Even in Lucid though, 600+ MiB is a lot of memory to devote to KWin and friends. I didn't even have most of the desktop effects turned on. Kubuntu's system requirements say 512 MiB is "recommended", but even twice that amount wouldn't be enough to operate comfortably, in my experience.

Maybe you should try a fresh install of Kubuntu 11.04 rather than adding the KDE desktop on top of Ubuntu, I was never a fan of things like this, its cluttering your desktop.
Kubuntu 11.04 is a really good release and for me less buggy as the Unity desktop.
Yes it needs more RAM but not too much IMO, dont forget its KDE, 700 MB is normal on my machine, thats quiet acceptable I think for KDE.
If you think its too much and even on Lucid too much I recommend you to try Xubuntu, also no Unity issues and on my machine it consumes about 400 MB when Im browsing the web, listening to music etc.

Your experience with Kubuntu was of course with Lucid, not worth the try in my opinion, I found it laggy, slow, buggy and resource hungry and this KDE version on Lucid just was not/is not good.

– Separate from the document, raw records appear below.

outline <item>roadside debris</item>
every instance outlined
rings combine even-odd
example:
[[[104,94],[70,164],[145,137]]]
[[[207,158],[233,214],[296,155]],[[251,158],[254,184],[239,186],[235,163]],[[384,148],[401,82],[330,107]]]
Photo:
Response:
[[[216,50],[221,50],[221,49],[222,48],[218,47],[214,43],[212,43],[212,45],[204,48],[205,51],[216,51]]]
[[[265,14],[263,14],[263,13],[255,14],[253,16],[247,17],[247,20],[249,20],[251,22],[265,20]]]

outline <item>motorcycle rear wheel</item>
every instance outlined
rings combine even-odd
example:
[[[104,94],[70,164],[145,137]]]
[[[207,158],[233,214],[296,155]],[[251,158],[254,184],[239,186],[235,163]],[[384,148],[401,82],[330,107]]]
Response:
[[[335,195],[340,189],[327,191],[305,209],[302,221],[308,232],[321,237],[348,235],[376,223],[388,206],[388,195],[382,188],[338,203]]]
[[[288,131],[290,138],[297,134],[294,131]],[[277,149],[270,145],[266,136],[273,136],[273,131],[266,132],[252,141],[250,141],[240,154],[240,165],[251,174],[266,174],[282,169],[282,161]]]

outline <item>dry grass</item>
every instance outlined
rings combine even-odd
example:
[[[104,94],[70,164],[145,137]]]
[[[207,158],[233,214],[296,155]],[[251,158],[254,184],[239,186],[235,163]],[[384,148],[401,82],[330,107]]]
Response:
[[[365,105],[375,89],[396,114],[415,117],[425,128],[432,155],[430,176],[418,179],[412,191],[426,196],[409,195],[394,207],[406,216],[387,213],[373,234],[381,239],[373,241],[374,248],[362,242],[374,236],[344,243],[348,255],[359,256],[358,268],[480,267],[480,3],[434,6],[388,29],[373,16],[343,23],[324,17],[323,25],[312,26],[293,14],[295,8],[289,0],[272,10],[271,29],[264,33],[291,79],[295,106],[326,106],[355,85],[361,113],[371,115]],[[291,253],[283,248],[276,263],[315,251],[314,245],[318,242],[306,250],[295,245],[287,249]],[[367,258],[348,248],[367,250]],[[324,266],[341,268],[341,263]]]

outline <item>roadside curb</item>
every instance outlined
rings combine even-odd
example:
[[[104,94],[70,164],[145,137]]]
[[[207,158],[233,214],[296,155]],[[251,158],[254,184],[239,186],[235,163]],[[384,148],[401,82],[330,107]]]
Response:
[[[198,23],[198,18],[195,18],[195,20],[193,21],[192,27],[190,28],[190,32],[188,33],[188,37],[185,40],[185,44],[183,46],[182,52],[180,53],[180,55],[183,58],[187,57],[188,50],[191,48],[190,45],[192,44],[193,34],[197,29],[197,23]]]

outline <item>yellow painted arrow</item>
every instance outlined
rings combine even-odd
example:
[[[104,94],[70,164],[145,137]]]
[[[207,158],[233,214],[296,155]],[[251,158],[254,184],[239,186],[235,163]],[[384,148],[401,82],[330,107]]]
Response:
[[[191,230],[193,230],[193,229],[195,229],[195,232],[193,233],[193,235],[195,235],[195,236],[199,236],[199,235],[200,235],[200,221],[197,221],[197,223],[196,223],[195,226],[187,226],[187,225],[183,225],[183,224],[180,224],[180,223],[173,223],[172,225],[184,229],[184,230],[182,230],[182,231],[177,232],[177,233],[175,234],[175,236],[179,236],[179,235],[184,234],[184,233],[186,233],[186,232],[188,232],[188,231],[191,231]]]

If you want a really good KDE experience, KDE 4.6 is the way to go, 4.6.2 on Kubuntu and with backports even 4.6.3, what makes it even better.

SeijiSensei
May 27th, 2011, 03:04 AM
One way to install a fairly limited set of KDE applications is to install simply dolphin, the file manager, and let apt get the needed dependencies.

That said, I'd still suggest installing Kubuntu 11.04 rather than some funky dual DE approach.

I usually install synaptic on top of KDE; that will get all the major GNOME libraries automatically as well. (KPackageKit has come a long way in the past year or so, though, making synaptic less valuable than before.)

blauendonau
May 27th, 2011, 04:36 AM
I tried Xubuntu 11.04, but it was noticeably slower than even GNOME In Maverick or Lucid. I had to go back to 10.04 after finding bugs with Natty that made it almost unusable, the biggest of which prevented the computer from shutting down. In the interests of stability and convenience I stick to LTS releases now.

I've run dual and even triple DEs under one hood before with out problems, in general I like to have as much variety as possible so I don't get bored. It just seems Lucid is giving me more hitches. I guess when it comes time to upgrade to 12.04LTS I'll do a fresh Kubuntu install. Unless Unity is made drastically more productive and customisable it's not an attractive option for me.